Shai
(Shai H)
July 11, 2018, 6:14am
1
Hi,
I’m training ULMFiT text classification models for a few topics. They seem to be performing quite well on the validation data, so I’d like to wrap them in a small webapp that’d get a new text document as input and will output the models’ prediction. However, I’m can’t call the models’ forward function on a new tensor variable.
The code I’m using (this is reusing the validation data, just to mock a new document):
m = get_rnn_classifer(bptt, 20*70, c, vs, emb_sz=em_sz, n_hid=nh, n_layers=nl, pad_token=1,
layers=[em_sz*3, 50, c], drops=[dps[4], 0.1],
dropouti=dps[0], wdrop=dps[1], dropoute=dps[2], dropouth=dps[3])
opt_fn = partial(optim.Adam, betas=(0.7, 0.99))
learn = RNN_Learner(md, TextModel(to_gpu(m)), opt_fn=opt_fn)
learn.reg_fn = partial(seq2seq_reg, alpha=2, beta=1)
learn.clip=25.
learn.metrics = [accuracy]
lr=3e-3
lrm = 2.6
lrs = np.array([lr/(lrm**4), lr/(lrm**3), lr/(lrm**2), lr/lrm, lr])
wd = 1e-7
wd = 0
learn.load_encoder('lm1_enc')
learn.load('clas_final')
idx = np.array(val_clas[i])[None]
idx = np.transpose(idx)
tensorIdx = VV(idx)
m.forward(tensorIdx)
but I get the following error message:
AttributeError: 'MultiBatchRNN' object has no attribute 'hidden'
Samuel
(Samuel)
July 11, 2018, 2:18pm
2
Please see
I’ve been trying to do (true/false) classification with ULMFit and I’ve had some trouble working out how to predict on just normal text (not loaded from a dataset). Or rather - I can get it to do something, but the predictions seem wrong.

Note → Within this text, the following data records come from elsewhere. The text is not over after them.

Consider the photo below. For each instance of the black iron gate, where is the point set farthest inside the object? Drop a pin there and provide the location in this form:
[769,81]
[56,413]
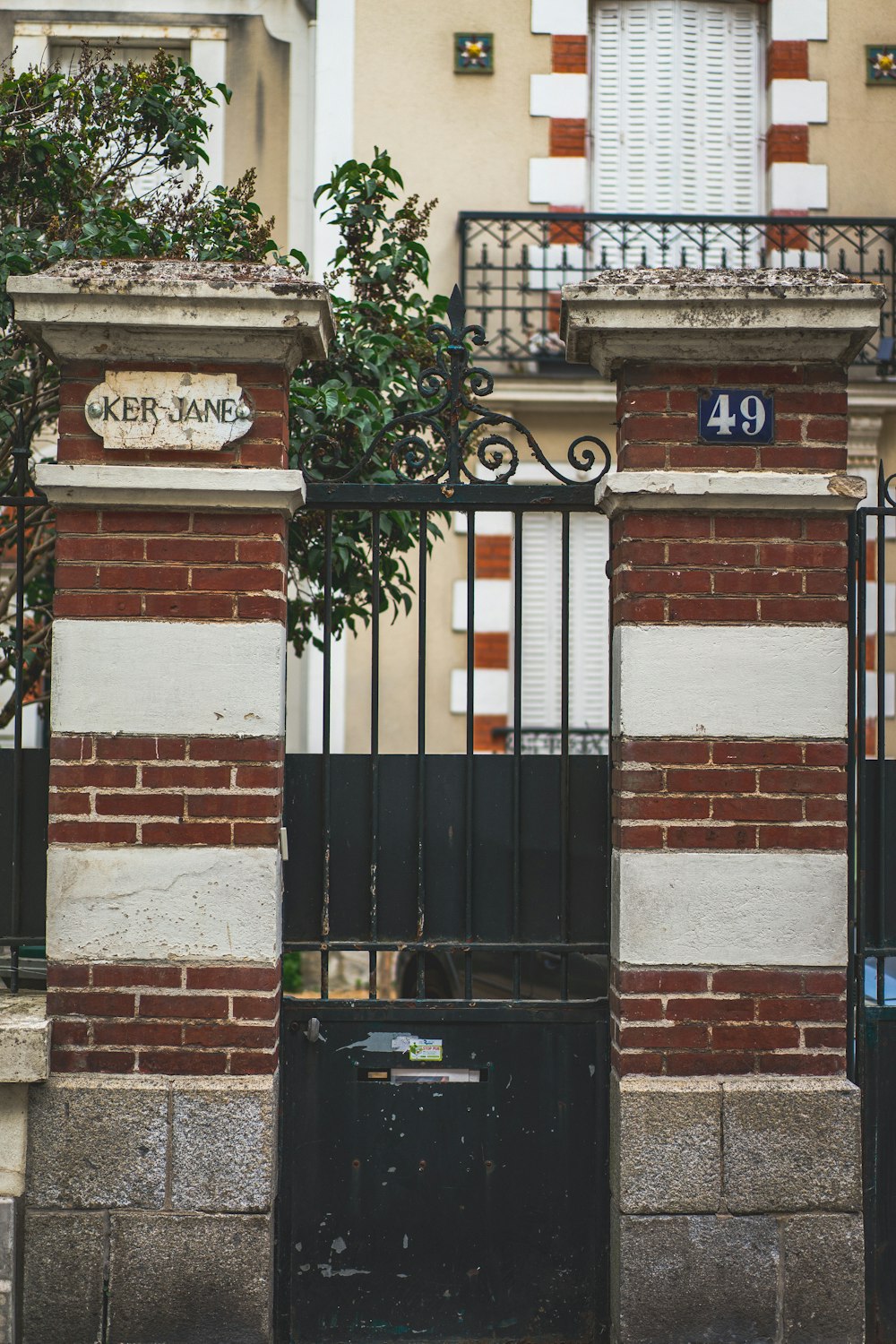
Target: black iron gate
[444,1153]
[872,871]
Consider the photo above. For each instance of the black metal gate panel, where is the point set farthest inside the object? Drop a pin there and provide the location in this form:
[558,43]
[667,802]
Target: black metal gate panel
[444,1131]
[460,1202]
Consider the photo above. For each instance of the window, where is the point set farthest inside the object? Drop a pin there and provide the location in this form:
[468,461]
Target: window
[677,107]
[543,621]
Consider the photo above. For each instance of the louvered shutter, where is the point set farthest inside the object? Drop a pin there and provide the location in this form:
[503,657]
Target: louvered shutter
[543,615]
[677,105]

So I thought I’d take the first row of the validation set and try to get it to predict the same result manually.
Here’s what I’m aiming for:
preds = learn.predict()
preds[0]
array([ 0.88123, -0.47445], dtype=float32)
Here’s my code:
# get the first row of…
I am using ULMfit for a regression task. After finetuning, and training the classifier, I want to make predictions on new data (that has been preprocessed the same way as the training data.)
I am trying to figure out which function to use:
I see: learn.predict, learn.predict_array, learn.predict_dl, learn.predict_with_targs.
Seems like most of these works with the dataset used to init RNN_Learner().
However, the size of the predicted array (from learn.predict) is larger than the size of the …
nickl
(Nick)
July 11, 2018, 10:48pm
3
To solve that AttributeError: 'MultiBatchRNN' object has no attribute 'hidden'
error I think you need to do learn.reset()
before the m.forward.
Some examples don’t have that, but they call learn.predict()
(which runs predictions against the validation set) calls reset() internally.
1 Like
Shai
(Shai H)
July 12, 2018, 5:26am
4
Thanks so much @Samuel and @nickl !
solved the problem by starting the inference part with:
m.eval()
m.reset()
1 Like
athena
(Apoorva Mehta)
July 12, 2018, 3:43pm
5
I just wanted to ask if ULMFiT can be used for classification of sentences based on my tags like experience, quotation, motivation, etc ?
Samuel
(Samuel)
July 13, 2018, 1:16am
6
@athena : Sure, as long as you have a training dataset.